Ähnlich wie beim Trend-Spielzeug des vergangenen Sommers – dem Fidget Spinner – oder der Pokémon-Go-Hysterie vor einem Jahr klang der Hype ums Tamagotchi nach der Markteinführung im Jahr 1997 relativ rasch ab. Trotz Versuchen der Herstellerfirma, das Spielzeug-Ei zu modernisieren, verschwand es in den Nullerjahren komplett von der Bildfläche. Die Idee einer virtuellen Welt lebte in Computerspielen wie "Sims" oder "Farmville" weiter. Apropos: Jene, die das Ei nicht mehr mit sich herumtragen möchten, können sich die offizielle Tamagotchi-App herunterladen – auf das Smartphone.

Game Boy Die erste mobile Spielkonsole der Firma Nintendo wurde 1989 erstmals vorgestellt und weltweit ca. 120 Millionen Mal verkauft. Am Anfang war der Game Boy übrigens nur mit einem Spiel erhältlich: Tetris.

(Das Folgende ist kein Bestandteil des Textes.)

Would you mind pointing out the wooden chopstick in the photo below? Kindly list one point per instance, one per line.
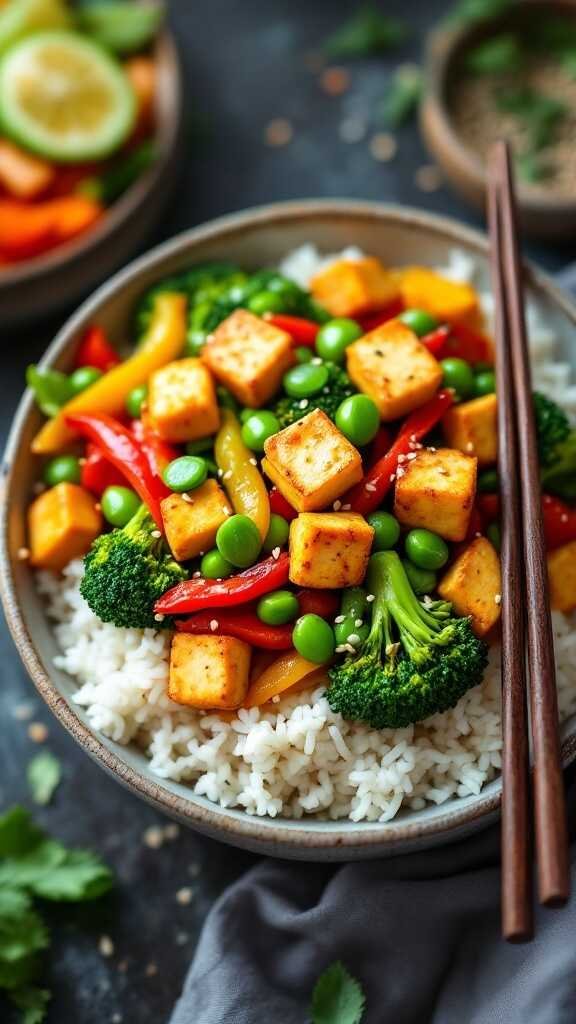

Polly Pocket Bereits Anfang der Achtziger entwarf ein britischer Designer die Miniatur-Puppenstube für seine Tochter – zehn Jahre später übernahm eine Spielzeugfirma das Konzept und machte die bunten Plastikdosen zum Spielzeugtraum einer ganzen Mädchengeneration. Heute werden sie im Internet als Sammlerstücke verkauft.

Pokémon-Karten 20 Jahre vor Pokémon-Go brach auf den Schulhöfen das Tauschfieber aus. Die Karten basierten auf dem berühmten Videospiel von Nintendo; seltene Exemplare erzielten später hohe Auktionspreise.

Furby Die plüschige Mischung aus Maus, Katze und Eule eroberte in den späten Neunzigern die Kinderzimmer. Furby beherrschte 800 Wörter, reagierte auf Streicheleinheiten und wackelte mit den Ohren. Die bis dato letzte Generation – mit App – kam 2013 auf den Markt.